BA, Grinnell College, 2005
PhD, Yale University, 2011
Postdoc, UCL, 2011-2014
Postdoc, UCL Cancer Institute, 2014-2018
During my postdoctoral research at the UCL Cancer Institute (2014-2018), I established a novel brain tumor modeling approach that delivers transposons into endogenous neural stem cells during fetal brain development. I used this to create the first molecularly and histologically faithful model of H3K27M-driven pediatric glioma. This model enables exploration of biological mechanisms and therapeutic opportunities for a type of cancer in which human material is scarce. More generally, this work demonstrated for the first time that a mutation in a core chromatin component can drive brain tumors by stalling the normal development of discrete fetal progenitors and has implications for other brain tumor types in which epigenetic deregulation occurs.
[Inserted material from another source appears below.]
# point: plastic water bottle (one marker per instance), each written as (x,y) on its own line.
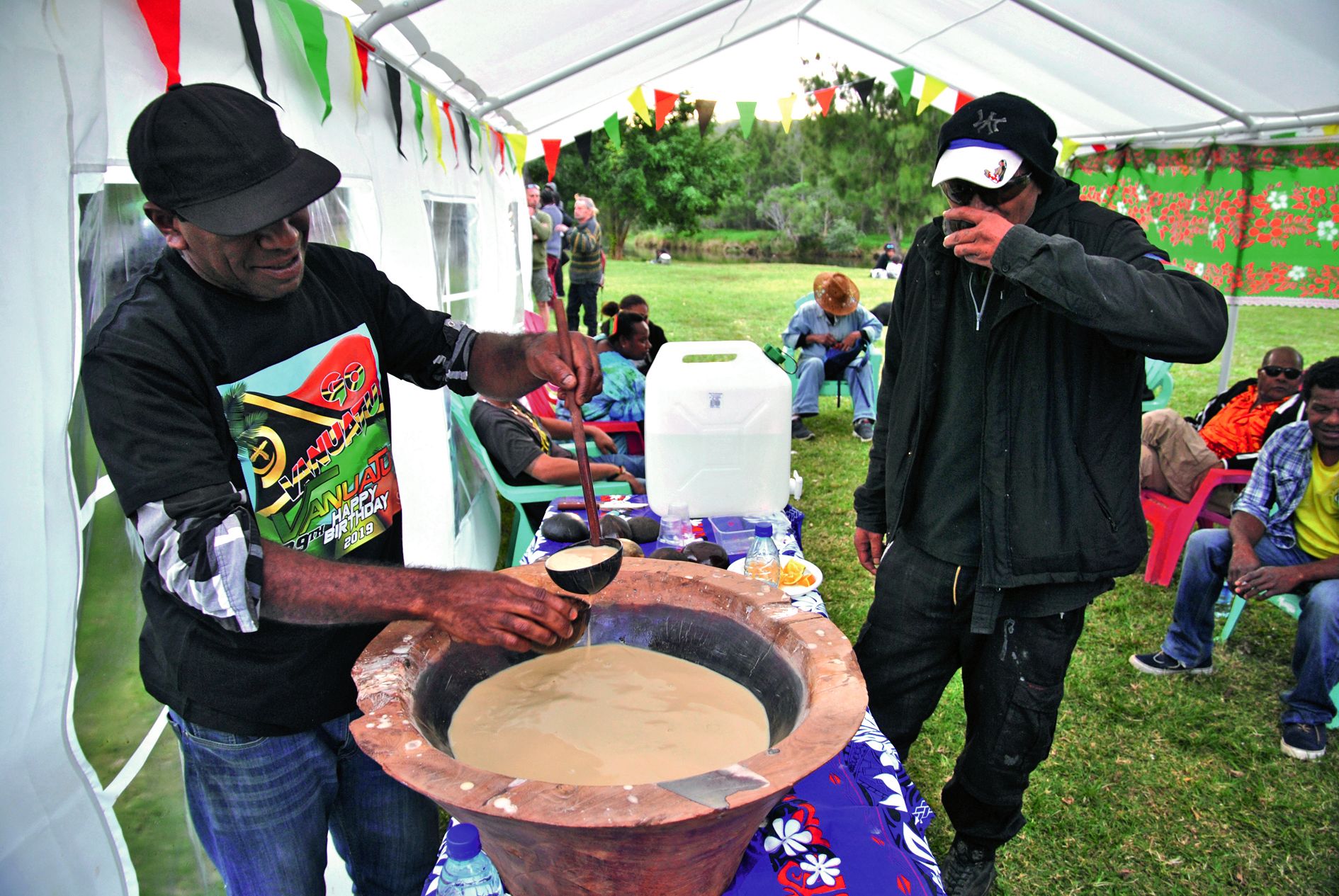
(468,871)
(764,560)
I then set up my own lab at Cambridge in 2019, where my team has developed 16 additional pediatric glioma models driven by various combinations of histone mutations and partner alterations that together recapitulate the genetic diversity of this heterogeneous disease entity. We have used these models to identify tumor subtype-specific biology and opportunities for targeted therapy. Cell lines derived from these models are also uniquely capable of engrafting in immunocompetent, syngeneic recipients, making them the most suitable models for evaluating tumor microenvironment (TME) interactions and immunotherapy approaches. Additionally, in collaboration with other groups, we have extensively profiled the composition of the TME in pediatric glioma patient samples and compared this information to data from our mouse models. We found that the models share a high degree of correspondence with human tumors. We also evaluated a novel combination therapy designed to increase the efficacy of checkpoint blockade. This significantly improved survival by substantially increasing infiltration of immune cells, demonstrating that the microenvironment can be therapeutically reprogrammed in these famously immunologically cold tumors.
My group at the Ludwig Institute for Cancer Research Oxford Branch explores: 1) precision therapy opportunities (including CAR-T cells); 2) the role of the TME and infiltrating immune cells; and 3) the biology of resistance using in vivo genetic barcoding and CRISPR screening. The modelling approach will also be expanded to encompass additional brain tumor entities.